The group announced the launch of the signature campaign in March and said that they collected at least 14,000 signatures over the last two weeks.
State Senator Anna Wishart (D), co-chair of the Nebraskans for Medical Marijuana campaign committee who also sponsored legislation last year that was ultimately never voted on, said advocates are “confident” they’ve met the state requirements to put the issue to voters in November.
“This signature drive included a truly impressive feat of grassroots mobilization. We would not have crossed the finish line without the tireless efforts of advocates, patients, families, volunteers, and hardworking Nebraskans who believe in this cause. We’re also proud to say that we registered over five thousand new voters from across the state.” – Wishart in a statement
The signature-gathering effort was spearheaded by Heartland Strategy Group. Heartland’s President Barry Rubin noted that the coronavirus pandemic “severely impacted” signature-gathering efforts for the petition but said “the dedication of … petition circulators, along with the passionate support for this issue from Nebraskans of all backgrounds” pushed the effort forward.
“In the coming months, we will be making the case to voters that establishing a system of safe access for medical cannabis, as 33 other states have done, will be tremendously beneficial for the people of Nebraska,” Rubin said in a press release.
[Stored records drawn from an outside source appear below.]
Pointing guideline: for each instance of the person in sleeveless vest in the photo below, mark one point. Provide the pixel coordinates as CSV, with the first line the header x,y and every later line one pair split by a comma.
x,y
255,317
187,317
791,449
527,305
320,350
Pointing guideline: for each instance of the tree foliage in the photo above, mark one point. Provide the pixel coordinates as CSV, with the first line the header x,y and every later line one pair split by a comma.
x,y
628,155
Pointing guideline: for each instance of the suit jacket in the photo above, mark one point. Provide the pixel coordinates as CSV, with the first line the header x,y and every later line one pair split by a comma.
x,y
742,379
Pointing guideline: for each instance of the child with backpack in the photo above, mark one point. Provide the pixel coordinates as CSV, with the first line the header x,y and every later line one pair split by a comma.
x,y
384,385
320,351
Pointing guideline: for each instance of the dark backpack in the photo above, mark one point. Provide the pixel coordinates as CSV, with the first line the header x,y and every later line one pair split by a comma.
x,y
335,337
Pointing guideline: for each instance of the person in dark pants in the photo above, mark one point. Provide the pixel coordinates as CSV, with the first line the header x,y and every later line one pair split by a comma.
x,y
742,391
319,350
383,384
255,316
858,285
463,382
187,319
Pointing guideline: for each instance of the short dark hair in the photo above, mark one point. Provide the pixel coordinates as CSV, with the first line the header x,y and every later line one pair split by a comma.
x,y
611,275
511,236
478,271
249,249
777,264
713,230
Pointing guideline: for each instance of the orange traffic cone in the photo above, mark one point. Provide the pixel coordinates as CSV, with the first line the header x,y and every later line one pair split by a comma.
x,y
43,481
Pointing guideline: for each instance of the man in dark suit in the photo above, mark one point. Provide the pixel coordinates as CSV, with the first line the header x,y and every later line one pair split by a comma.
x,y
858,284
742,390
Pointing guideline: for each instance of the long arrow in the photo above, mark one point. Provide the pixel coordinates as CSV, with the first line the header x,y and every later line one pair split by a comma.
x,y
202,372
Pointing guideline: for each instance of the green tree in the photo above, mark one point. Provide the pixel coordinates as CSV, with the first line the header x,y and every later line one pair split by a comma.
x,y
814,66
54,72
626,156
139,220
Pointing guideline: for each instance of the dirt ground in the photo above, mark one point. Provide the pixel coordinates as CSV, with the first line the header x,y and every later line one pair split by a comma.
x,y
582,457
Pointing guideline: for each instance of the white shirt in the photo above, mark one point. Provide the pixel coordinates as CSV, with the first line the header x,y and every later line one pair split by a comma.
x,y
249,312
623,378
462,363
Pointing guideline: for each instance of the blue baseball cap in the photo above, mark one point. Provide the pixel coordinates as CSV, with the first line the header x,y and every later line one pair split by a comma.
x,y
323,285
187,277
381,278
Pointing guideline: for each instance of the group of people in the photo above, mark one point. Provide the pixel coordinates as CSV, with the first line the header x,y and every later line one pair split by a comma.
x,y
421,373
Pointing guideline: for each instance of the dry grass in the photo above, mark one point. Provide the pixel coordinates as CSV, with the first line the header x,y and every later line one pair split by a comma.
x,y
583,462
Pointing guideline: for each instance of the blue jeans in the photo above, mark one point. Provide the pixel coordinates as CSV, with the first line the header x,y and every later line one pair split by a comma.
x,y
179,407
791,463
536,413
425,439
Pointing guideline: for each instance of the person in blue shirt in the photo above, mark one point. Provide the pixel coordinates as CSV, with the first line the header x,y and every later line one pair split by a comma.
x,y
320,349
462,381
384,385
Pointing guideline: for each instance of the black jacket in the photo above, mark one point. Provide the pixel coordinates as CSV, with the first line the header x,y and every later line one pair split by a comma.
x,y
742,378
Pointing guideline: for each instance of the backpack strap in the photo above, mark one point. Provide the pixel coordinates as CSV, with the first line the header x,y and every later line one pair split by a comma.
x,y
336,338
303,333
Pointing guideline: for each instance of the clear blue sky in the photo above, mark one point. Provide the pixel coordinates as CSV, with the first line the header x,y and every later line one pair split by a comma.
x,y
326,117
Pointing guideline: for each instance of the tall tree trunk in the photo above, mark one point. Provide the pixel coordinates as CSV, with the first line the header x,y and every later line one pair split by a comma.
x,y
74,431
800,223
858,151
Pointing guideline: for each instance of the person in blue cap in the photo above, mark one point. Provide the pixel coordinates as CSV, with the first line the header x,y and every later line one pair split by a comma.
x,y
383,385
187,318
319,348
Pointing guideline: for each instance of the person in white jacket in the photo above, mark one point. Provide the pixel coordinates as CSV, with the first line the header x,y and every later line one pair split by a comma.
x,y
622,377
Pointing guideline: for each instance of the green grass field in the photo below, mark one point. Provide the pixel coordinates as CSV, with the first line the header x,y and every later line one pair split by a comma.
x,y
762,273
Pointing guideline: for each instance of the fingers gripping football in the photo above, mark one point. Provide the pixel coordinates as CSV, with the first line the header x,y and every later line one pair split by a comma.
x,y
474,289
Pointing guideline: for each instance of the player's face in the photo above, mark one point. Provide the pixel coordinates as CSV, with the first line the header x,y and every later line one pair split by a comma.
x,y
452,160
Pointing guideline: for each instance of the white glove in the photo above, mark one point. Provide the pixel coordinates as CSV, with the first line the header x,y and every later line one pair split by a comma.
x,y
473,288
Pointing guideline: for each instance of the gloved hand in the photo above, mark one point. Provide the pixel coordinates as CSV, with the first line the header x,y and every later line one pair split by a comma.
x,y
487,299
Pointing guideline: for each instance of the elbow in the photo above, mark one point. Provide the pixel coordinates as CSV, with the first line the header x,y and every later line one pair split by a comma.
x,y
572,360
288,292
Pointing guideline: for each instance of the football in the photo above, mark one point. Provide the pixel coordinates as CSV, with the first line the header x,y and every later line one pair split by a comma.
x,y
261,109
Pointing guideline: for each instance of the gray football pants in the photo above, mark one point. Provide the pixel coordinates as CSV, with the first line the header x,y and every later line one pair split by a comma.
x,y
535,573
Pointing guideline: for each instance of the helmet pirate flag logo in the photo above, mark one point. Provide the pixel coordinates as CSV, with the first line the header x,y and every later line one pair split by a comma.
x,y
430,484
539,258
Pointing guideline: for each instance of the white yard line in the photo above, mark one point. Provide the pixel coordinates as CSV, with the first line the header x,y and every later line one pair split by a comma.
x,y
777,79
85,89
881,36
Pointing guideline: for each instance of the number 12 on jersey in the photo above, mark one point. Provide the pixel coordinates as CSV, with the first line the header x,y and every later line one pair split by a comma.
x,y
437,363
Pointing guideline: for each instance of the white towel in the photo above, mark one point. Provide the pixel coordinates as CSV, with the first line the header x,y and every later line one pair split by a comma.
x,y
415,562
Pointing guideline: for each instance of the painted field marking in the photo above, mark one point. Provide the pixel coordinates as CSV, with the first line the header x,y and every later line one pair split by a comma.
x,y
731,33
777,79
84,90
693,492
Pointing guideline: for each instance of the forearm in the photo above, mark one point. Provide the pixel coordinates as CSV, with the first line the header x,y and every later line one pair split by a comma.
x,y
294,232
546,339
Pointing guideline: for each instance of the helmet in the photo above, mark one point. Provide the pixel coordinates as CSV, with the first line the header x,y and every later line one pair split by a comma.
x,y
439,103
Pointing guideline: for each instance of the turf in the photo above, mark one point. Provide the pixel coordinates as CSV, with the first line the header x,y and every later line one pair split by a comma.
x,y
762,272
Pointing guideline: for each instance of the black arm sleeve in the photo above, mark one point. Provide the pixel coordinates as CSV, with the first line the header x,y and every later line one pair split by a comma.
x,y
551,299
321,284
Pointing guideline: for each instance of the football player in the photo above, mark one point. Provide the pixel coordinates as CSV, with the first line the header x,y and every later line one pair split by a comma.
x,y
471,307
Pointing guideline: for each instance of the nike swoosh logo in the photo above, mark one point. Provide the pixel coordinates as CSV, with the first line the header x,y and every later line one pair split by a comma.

The reforms are opposed by Republican Gov. Pete Ricketts, who has penned at least three columns disapproving of medical cannabis legalization in the state. In a column last May, Ricketts argued that medical cannabis legalization is a gateway to adult-use. In a January column, the governor claimed that cannabis activists “have been trying to circumvent the medical research process that has helped [the] country produce the most safe and effective healthcare in the world” and points out that the Food and Drug Administration has already approved four medications derived from cannabis. He asserted in a 2015 column that “any legalization effort outside [the FDA] process puts Nebraskans at risk.”
The campaign expects state officials to issue a decision on whether they have met the ballot requirements by mid-August.